= Film society =

Film-watching club

A film society is a membership-based club where people can watch screenings of films that would otherwise not be shown in mainstream cinemas. In Spain, Ireland and Italy, they are known as "cineclubs", and in Germany they are known as "filmclubs".
They usually have an educational aim, introducing new audiences to different audiovisual works through an organized and prepared program of screenings.

Editorial output reinforces the work of these organisations, as they produce hand-programmes, brochures, schedules, information sheets, and even essays, supporting the significance of their exhibitions. A common feature that may characterize a film society screening is that they begin with an introduction of the film to the audience, and end with the promotion of a discussion about the film, where assistants, organizers and sometimes the filmmakers themselves, exchange their views.

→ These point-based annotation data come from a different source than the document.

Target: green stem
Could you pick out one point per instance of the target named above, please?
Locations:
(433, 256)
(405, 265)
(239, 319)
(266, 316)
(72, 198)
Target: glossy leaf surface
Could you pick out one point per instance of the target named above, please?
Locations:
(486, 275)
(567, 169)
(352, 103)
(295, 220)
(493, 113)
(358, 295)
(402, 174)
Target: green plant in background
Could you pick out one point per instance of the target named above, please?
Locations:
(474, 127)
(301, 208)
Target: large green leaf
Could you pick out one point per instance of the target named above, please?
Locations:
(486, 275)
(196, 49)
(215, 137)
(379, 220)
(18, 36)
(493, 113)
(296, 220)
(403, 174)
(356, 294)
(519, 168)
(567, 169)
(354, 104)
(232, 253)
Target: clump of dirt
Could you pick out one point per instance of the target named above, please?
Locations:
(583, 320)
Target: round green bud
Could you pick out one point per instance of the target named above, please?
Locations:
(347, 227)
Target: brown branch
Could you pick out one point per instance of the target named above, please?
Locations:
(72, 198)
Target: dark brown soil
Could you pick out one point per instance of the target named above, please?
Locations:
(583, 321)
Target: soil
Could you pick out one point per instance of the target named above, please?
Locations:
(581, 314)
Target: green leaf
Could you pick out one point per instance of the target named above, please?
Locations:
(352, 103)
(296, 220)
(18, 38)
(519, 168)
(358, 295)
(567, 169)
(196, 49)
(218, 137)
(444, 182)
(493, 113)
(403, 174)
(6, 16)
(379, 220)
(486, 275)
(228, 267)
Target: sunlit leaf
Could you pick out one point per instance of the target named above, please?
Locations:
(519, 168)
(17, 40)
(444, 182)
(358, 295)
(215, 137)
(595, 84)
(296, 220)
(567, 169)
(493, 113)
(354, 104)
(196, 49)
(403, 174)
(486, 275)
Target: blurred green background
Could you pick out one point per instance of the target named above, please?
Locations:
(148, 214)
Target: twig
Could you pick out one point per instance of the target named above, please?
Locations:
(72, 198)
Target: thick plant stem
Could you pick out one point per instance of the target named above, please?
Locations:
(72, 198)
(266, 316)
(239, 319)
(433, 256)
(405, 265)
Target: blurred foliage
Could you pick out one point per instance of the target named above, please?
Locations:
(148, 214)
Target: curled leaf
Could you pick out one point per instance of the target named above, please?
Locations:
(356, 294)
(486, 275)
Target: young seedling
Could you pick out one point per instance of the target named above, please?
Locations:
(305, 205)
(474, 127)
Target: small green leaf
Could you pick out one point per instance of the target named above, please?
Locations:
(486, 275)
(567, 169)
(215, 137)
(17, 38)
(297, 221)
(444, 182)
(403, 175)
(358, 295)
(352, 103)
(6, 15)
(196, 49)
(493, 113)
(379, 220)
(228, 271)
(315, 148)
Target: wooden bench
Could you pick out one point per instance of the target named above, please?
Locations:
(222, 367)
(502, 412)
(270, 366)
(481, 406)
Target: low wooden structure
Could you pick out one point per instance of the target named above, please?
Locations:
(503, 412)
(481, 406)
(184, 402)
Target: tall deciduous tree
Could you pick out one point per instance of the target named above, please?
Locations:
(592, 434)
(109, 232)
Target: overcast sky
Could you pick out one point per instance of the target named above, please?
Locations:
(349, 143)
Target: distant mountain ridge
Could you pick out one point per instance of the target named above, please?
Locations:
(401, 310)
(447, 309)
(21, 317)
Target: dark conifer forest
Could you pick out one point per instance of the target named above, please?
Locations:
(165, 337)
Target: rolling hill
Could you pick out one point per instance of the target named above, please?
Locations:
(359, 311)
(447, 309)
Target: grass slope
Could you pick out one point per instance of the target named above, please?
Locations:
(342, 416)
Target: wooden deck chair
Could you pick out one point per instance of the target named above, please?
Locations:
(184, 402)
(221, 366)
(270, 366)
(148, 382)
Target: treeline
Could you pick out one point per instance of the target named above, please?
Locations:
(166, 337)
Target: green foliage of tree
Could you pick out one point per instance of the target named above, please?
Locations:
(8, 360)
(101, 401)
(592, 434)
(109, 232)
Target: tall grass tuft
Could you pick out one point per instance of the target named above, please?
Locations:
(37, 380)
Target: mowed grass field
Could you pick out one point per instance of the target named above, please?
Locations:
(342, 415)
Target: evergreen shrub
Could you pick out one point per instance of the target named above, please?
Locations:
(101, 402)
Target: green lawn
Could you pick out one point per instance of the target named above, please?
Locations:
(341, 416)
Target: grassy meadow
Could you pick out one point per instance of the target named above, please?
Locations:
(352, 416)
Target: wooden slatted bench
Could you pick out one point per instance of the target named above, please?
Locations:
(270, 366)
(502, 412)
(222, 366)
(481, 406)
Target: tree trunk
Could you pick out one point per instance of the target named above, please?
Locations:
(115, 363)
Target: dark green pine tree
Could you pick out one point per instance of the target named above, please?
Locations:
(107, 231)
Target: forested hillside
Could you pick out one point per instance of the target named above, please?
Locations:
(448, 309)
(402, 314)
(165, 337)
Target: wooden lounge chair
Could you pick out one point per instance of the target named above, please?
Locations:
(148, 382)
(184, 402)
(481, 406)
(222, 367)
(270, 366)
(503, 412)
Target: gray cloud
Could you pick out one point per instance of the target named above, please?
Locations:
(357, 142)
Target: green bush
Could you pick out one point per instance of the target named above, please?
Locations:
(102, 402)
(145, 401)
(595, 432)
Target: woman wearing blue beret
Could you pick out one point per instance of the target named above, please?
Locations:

There are networks in many different countries, and these are organized into federations, councils, collectives, and local networks. Famous film societies include Amos Vogel's Cinema 16, Cinémathèque Française, and the Film Society of Lincoln Center in New York City.

==International==
The film society movement originated in France in the time between the two world wars (see below).
The international body for film societies is the International Federation of Film Societies (IFFS).
This international association was set up in 1947 in Cannes (France) among groups of film societies in countries throughout the world and this association is called Fédération Internationale des Ciné-Clubs (F.I.C.C.).

==Australia==
Founded in 1946, the Hobart Film Society is the oldest continually operating film society in Australia. The Melbourne Cinematheque began as the Melbourne University Film Society (MUFS) in 1948 and changed its name to Cinémathèque in 1984. The national body for film societies in Australia is the Australian Council of Film Societies (ACOFS) was established in 1949.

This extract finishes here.